Souvent, les lecteurs deviennent conteurs. Conteurs assis ou debout, dans peu d’espace. Chaque geste ou chaque action physique est une information précise sur les états d’âme, la peur, la perplexité, ou sur les lieux, les atmosphères, les intentions, c‘est pourquoi l’on peut parler de pantomime.
La musique est une scénographie sonore efficace. Le musicien s’amuse et il maîtrise son instrument.
Il s’agit d’une lecture en jeu et d’une mise en jeu de l’acte de lire. Un livre vivant. Les spectateurs sont entrés rapidement dans ce Jeu. Si l’un d’entre eux a eu plus de peine à le jouer ce jeu, Rozenn a su, à l’intérieur même de sa proposition, lui donner les moyens de revenir dans le partage commun.

A la suite du spectacle, un court débat a révélé à quel point tel ou tel spectateur a pu éprouver en lui-même les significations probables ou possibles de cet étrange récit. Il y eut même un monsieur plein d’humour pour affirmer que ce méchant médecin immoral lui faisait beaucoup penser à un avocat de sa connaissance. « D’accord avec Jules Verne, a-t-il dit, en substance, mais moi j’aurais remplacé le médecin par un avocat .» Il y eut aussi ceux qui, sensibles aux propos de l’auteur, remarquèrent néanmoins le caractère, à leurs yeux, désuet, de l’écriture, du style.

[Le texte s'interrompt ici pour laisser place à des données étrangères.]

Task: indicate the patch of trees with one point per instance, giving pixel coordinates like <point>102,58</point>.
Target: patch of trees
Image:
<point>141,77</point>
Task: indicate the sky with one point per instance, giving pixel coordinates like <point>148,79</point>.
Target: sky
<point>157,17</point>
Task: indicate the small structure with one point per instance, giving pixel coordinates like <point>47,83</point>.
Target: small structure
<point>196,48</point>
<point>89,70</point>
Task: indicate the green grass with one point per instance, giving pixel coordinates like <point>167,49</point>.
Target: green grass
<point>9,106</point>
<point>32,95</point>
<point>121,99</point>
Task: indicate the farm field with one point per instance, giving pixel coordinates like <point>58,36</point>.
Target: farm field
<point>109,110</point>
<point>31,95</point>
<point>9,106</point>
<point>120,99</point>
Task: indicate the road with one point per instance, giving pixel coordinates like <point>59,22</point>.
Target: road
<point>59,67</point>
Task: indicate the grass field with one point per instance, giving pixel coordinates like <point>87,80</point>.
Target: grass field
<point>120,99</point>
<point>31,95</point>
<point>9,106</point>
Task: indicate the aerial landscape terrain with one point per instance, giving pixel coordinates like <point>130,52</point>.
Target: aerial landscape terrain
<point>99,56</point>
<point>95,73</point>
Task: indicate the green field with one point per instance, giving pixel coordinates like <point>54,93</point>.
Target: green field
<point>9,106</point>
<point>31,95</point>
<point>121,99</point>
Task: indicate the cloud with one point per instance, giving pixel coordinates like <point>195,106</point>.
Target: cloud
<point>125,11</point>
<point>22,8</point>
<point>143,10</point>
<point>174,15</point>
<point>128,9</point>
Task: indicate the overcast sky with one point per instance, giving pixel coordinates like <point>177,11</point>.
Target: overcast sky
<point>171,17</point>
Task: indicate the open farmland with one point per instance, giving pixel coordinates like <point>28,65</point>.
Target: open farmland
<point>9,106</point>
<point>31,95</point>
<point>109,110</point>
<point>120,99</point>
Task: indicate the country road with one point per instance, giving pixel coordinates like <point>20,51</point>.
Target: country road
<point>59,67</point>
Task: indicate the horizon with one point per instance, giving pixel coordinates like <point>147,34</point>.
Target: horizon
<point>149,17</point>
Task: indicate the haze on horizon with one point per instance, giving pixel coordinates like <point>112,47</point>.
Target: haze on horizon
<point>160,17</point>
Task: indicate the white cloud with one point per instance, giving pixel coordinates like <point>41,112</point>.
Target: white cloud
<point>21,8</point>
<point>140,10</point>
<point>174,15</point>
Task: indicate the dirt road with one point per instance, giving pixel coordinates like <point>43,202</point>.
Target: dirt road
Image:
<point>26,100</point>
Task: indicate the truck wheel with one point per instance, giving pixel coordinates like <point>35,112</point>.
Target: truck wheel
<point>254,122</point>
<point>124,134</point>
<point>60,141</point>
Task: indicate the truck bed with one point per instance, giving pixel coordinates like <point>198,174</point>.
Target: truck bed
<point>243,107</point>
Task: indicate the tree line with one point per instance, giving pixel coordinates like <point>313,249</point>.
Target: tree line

Rozenn et sa petite équipe ont su répondre avec tact et subtilité mais sans complaisances d’aucune sorte aux réactions du public. Il y eut, pour finir, un échange de remerciements dont l’émotion n’était pas absente.
Ce spectacle original mérite d’être diffusé en tous lieux et pas seulement en milieu carcéral. Il donne envie de lire ou de relire Jules Verne. Il est sobre, économe. Il a la simplicité et la puissance des « tendres preuves du printemps et des oiseaux mal habillés. »
Cette jeune compagnie aurait donné plaisir et joie à René Char lui-même. Ne serait-ce qu’en souvenir des chemins inattendus de la résistance.